Wen Shin Lin v. Bureau of Citizenship & Immigration Services

SUMMARY ORDER

Petitioner Wen Shin Lin, a native and citizen of China, seeks review of a May 24, 2006 order of the BIA affirming the January 20, 2005 decision of Immigration Judge (“IJ”) Sandy K. Horn, denying petitioner’s application for asylum, withholding of removal, and CAT relief. In re Lin, Wen Shin, No. A 70 170 185 (B.I.A. May 24, 2006), aff'g No. A 70 170 185 (Immig. Ct. N.Y. City Jan. 20, 2005). We assume the parties’ familiarity with the underlying facts and procedural history of the case.

*65Where, as here, the BIA summarily affirms the decision of the IJ without issuing an opinion, see 8 C.F.R. § 1003.1(e)(4), we review the IJ’s decision as the final agency determination. See, e.g., Twum v. INS, 411 F.3d 54, 58 (2d Cir.2005); Yu Sheng Zhang v. U.S. Dep’t of Justice, 362 F.3d 155, 158 (2d Cir.2004). Lin did not properly exhaust any challenge to the denial of his withholding and CAT claims. Id. Thus, we cannot consider any such challenge. 8 U.S.C. § 1252(d)(1). Furthermore, Lin fails to argue these claims before this Court, and, thus, has waived them. See Yueqing Zhang v. Gonzales, 426 F.3d 540, 542 n. 1 (2d Cir.2005).

We review the agency’s factual findings, including adverse credibility determinations, under the substantial evidence standard, treating them as “conclusive unless any reasonable adjudicator would be compelled to conclude to the contrary.” 8 U.S.C. § 1252(b)(4)(B); see, e.g., Zhou Yun Zhang v. INS, 386 F.3d 66, 73 & n. 7 (2d Cir.2004). However, we will vacate and remand for new findings if the agency’s reasoning or its fact-finding process was sufficiently flawed. See, e.g., Cao He Lin v. U.S. Dep’t of Justice, 428 F.3d 391, 406 (2d Cir.2005); Tiam-Yong Chen v. INS, 359 F.3d 121, 129 (2d Cir.2004).

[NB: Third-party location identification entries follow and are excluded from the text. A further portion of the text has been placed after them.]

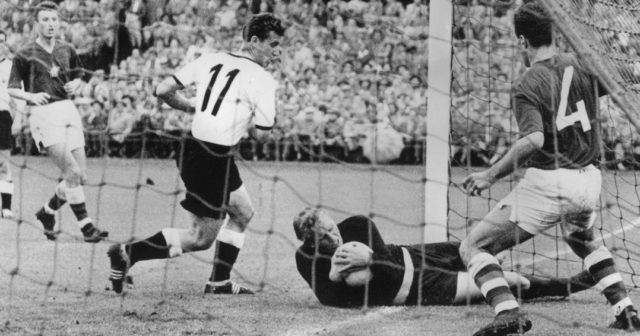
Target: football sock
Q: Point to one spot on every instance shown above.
(6, 190)
(76, 199)
(488, 275)
(602, 268)
(154, 247)
(57, 200)
(228, 245)
(543, 287)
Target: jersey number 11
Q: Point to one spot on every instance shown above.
(231, 75)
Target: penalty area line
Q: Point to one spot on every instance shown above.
(371, 315)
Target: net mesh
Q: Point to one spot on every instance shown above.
(137, 196)
(62, 284)
(486, 63)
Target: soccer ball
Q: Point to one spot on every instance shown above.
(359, 276)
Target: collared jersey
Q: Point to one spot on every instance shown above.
(42, 71)
(234, 93)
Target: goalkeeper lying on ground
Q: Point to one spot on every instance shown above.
(341, 270)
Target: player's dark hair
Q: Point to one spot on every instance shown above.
(44, 6)
(260, 25)
(532, 21)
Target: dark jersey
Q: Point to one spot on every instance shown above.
(566, 112)
(41, 71)
(438, 280)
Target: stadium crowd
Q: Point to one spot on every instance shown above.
(352, 70)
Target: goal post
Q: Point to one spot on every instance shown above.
(438, 121)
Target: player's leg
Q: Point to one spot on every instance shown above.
(6, 184)
(601, 266)
(229, 243)
(495, 233)
(467, 291)
(77, 201)
(559, 287)
(167, 243)
(69, 189)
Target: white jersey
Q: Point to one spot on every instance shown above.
(234, 93)
(5, 71)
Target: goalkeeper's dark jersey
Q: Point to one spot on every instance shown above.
(568, 114)
(438, 281)
(41, 71)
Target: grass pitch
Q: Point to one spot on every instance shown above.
(61, 288)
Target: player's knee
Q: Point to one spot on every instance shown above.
(74, 177)
(242, 218)
(465, 251)
(203, 243)
(201, 238)
(4, 167)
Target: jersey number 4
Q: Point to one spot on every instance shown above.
(215, 71)
(564, 120)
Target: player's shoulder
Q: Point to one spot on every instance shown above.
(247, 64)
(65, 45)
(26, 49)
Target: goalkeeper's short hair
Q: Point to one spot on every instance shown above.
(304, 223)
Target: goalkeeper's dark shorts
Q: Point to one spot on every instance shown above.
(210, 174)
(440, 276)
(5, 130)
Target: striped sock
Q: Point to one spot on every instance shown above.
(603, 270)
(488, 275)
(6, 191)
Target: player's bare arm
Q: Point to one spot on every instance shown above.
(168, 91)
(40, 98)
(73, 86)
(519, 153)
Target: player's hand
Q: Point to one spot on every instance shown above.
(38, 99)
(73, 86)
(352, 257)
(475, 183)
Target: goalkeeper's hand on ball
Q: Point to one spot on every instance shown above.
(350, 263)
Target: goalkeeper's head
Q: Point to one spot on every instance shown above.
(533, 25)
(314, 227)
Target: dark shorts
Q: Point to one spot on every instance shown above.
(210, 174)
(5, 130)
(440, 278)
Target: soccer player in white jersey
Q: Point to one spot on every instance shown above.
(45, 72)
(235, 94)
(6, 185)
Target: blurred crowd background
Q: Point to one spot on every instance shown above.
(353, 76)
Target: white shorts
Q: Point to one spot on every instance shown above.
(544, 198)
(56, 123)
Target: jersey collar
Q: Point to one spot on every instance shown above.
(241, 54)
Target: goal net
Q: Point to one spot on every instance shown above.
(353, 137)
(486, 63)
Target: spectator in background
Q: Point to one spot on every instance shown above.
(95, 123)
(120, 125)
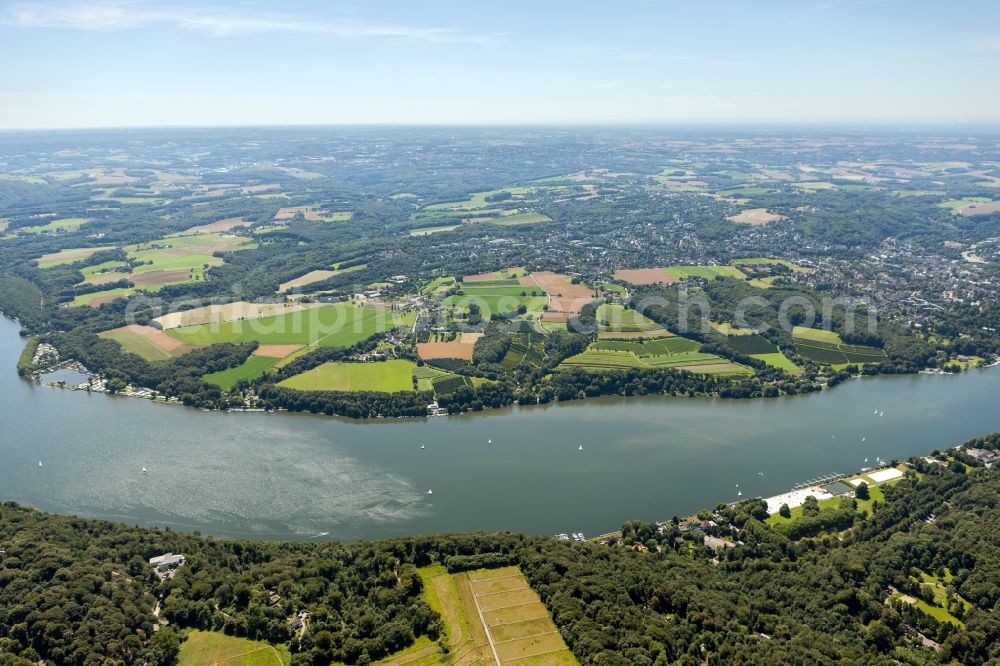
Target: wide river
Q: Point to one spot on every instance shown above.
(297, 476)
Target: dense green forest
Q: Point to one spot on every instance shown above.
(77, 591)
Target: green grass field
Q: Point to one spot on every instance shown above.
(387, 376)
(780, 361)
(336, 325)
(612, 318)
(521, 218)
(69, 256)
(764, 261)
(252, 368)
(136, 344)
(494, 298)
(87, 299)
(705, 272)
(954, 204)
(210, 648)
(55, 226)
(817, 335)
(426, 231)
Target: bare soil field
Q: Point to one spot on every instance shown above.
(227, 224)
(756, 217)
(274, 351)
(309, 278)
(459, 350)
(229, 312)
(645, 276)
(564, 296)
(980, 209)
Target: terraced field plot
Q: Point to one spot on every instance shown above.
(517, 624)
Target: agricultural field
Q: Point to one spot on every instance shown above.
(780, 361)
(64, 225)
(70, 256)
(765, 261)
(525, 349)
(755, 217)
(521, 218)
(705, 272)
(564, 298)
(427, 231)
(497, 296)
(609, 355)
(955, 205)
(391, 376)
(99, 298)
(751, 344)
(827, 348)
(643, 276)
(335, 325)
(615, 321)
(517, 625)
(210, 648)
(150, 343)
(252, 368)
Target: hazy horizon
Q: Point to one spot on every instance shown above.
(229, 63)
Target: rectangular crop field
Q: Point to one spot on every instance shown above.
(335, 325)
(386, 376)
(252, 368)
(517, 624)
(210, 648)
(705, 272)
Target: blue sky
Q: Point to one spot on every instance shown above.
(219, 62)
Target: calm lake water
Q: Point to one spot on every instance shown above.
(297, 476)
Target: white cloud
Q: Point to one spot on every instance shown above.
(112, 15)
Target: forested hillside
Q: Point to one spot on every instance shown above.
(916, 583)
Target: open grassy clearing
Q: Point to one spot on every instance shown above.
(64, 225)
(69, 256)
(705, 272)
(515, 621)
(955, 204)
(211, 648)
(335, 325)
(521, 218)
(816, 335)
(615, 318)
(252, 368)
(103, 273)
(765, 261)
(426, 231)
(98, 298)
(780, 361)
(150, 343)
(497, 297)
(755, 217)
(391, 376)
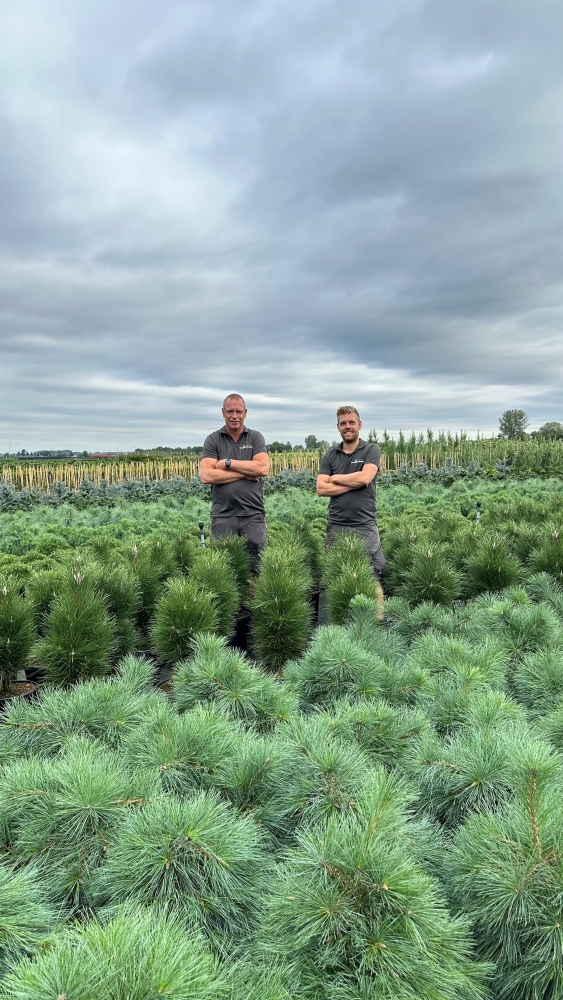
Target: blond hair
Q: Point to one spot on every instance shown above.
(233, 395)
(346, 409)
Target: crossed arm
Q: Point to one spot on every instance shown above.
(213, 470)
(335, 486)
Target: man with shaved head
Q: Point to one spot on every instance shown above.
(347, 475)
(234, 462)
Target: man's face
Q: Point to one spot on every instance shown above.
(234, 414)
(349, 426)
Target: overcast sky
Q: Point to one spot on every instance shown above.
(313, 203)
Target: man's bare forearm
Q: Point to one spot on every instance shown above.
(353, 480)
(219, 477)
(249, 469)
(331, 490)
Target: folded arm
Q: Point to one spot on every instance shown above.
(326, 488)
(355, 480)
(252, 469)
(213, 470)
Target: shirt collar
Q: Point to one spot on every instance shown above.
(224, 431)
(340, 447)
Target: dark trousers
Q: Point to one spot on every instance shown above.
(249, 526)
(371, 540)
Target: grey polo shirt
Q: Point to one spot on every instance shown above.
(241, 497)
(355, 509)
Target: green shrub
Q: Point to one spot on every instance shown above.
(348, 573)
(321, 775)
(492, 566)
(184, 549)
(197, 855)
(226, 678)
(281, 613)
(212, 570)
(63, 812)
(548, 556)
(538, 680)
(237, 551)
(354, 913)
(122, 590)
(431, 577)
(17, 632)
(506, 874)
(334, 666)
(136, 956)
(384, 732)
(183, 610)
(25, 916)
(152, 563)
(105, 709)
(41, 589)
(80, 635)
(181, 752)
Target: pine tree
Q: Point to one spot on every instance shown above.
(321, 774)
(17, 632)
(212, 570)
(348, 573)
(334, 666)
(506, 874)
(63, 812)
(492, 566)
(226, 678)
(354, 913)
(139, 954)
(548, 556)
(25, 916)
(239, 558)
(105, 709)
(41, 590)
(80, 635)
(181, 752)
(182, 611)
(281, 613)
(538, 680)
(386, 733)
(196, 855)
(431, 577)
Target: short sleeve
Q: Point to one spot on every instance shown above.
(373, 455)
(325, 468)
(258, 443)
(210, 449)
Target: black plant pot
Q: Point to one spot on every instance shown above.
(242, 638)
(35, 674)
(29, 691)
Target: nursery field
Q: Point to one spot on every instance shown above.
(224, 787)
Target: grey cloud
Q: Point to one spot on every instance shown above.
(195, 195)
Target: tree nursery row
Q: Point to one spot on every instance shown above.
(220, 789)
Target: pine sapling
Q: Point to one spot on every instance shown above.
(182, 611)
(492, 566)
(431, 577)
(195, 855)
(139, 954)
(80, 634)
(212, 570)
(17, 632)
(239, 558)
(354, 912)
(26, 917)
(281, 613)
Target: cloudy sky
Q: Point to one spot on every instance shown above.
(310, 202)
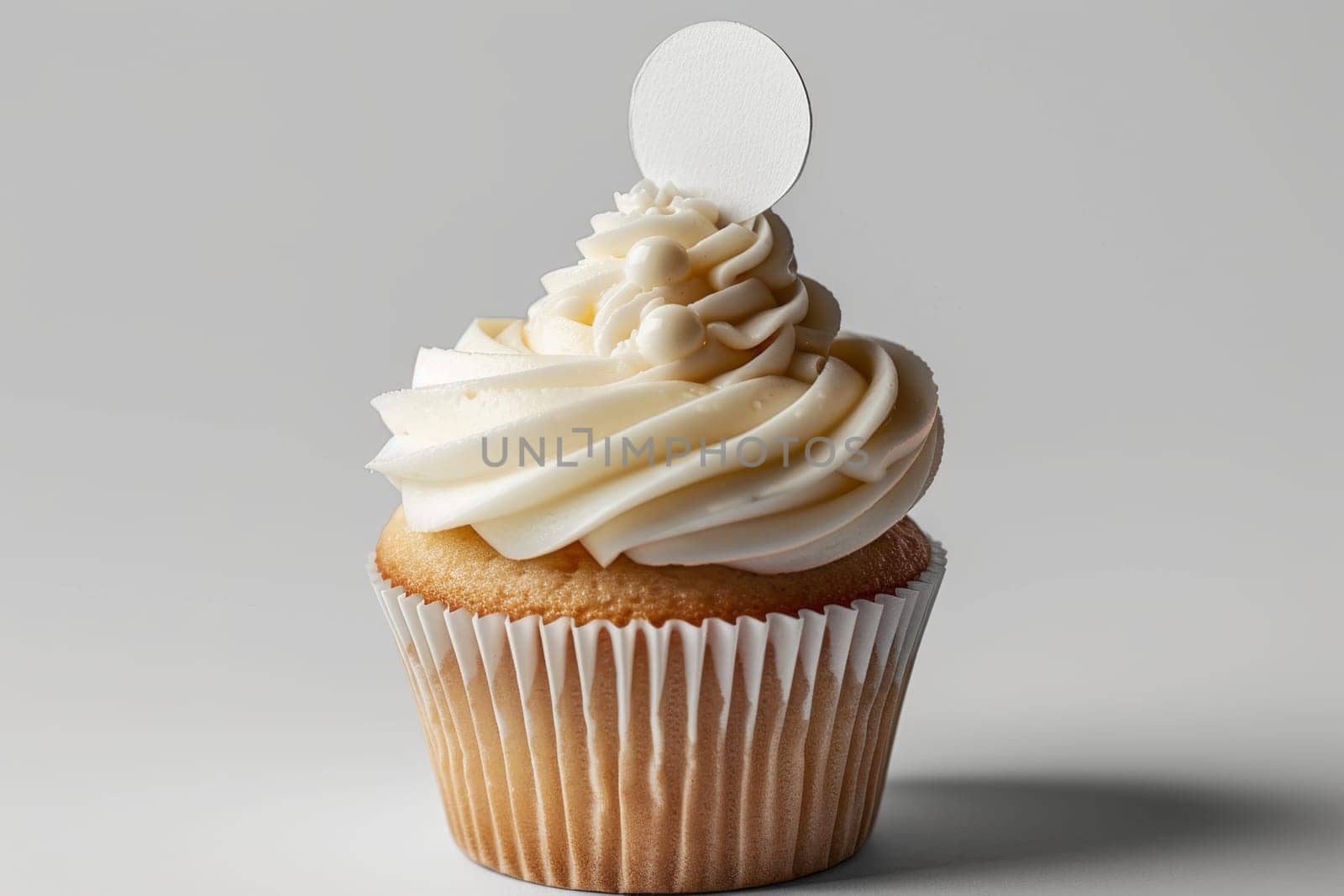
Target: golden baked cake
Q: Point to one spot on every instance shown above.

We find that substantial evidence in the record supports the IJ’s adverse credibility determination as to Lin’s family planning claim. Specifically, the IJ reasonably found inconsistencies in Lin’s testimony with respect to the circumstances of his arrest and its relationship to the removal of his wife’s intrauterine device, as well as inconsistencies in the circumstances of the birth of Lin’s second child. These inconsistencies were material to Lin’s asylum claim, and thus the IJ did not err by relying on them to find Lin’s testimony incredible. See Ramsameachire v. Ashcroft, 357 F.3d 169, 180 (2d Cir.2004). In addition, the IJ afforded Lin an opportunity to explain each of these discrepancies, and Lin failed to provide an explanation that a reasonable fact finder would be compelled to credit. Cf. Ming Shi Xue v. Board of Immigration Appeals, 439 F.3d 111, 126 (2d Cir.2006).

With respect to Lin’s religion claim, the IJ properly found that Lin did not establish a credible fear of future persecution. Lin did not sufficiently demonstrate that he would be forced to participate in underground church activities or that he would be persecuted based on such participation, and the fact that his Christian relatives in China continue to openly practice their Christianity undercuts his claim that he would be persecuted solely for being a Christian. See Hoxhallari v. Gonzales, 468 F .3d 179, 185 (2d Cir.2006) (“the burden is on [petitioner] to proffer evidence of his well-founded fear of future persecution”).

For the foregoing reasons, Lin’s petition for review is DENIED to the extent that he challenges the IJ’s denial of his application for asylum, and the petition is DISMISSED to the extent that he seeks review of the denial of his withholding of removal and CAT claims. Having completed our review, the stay of removal that the Court previously granted in this petition is VACATED.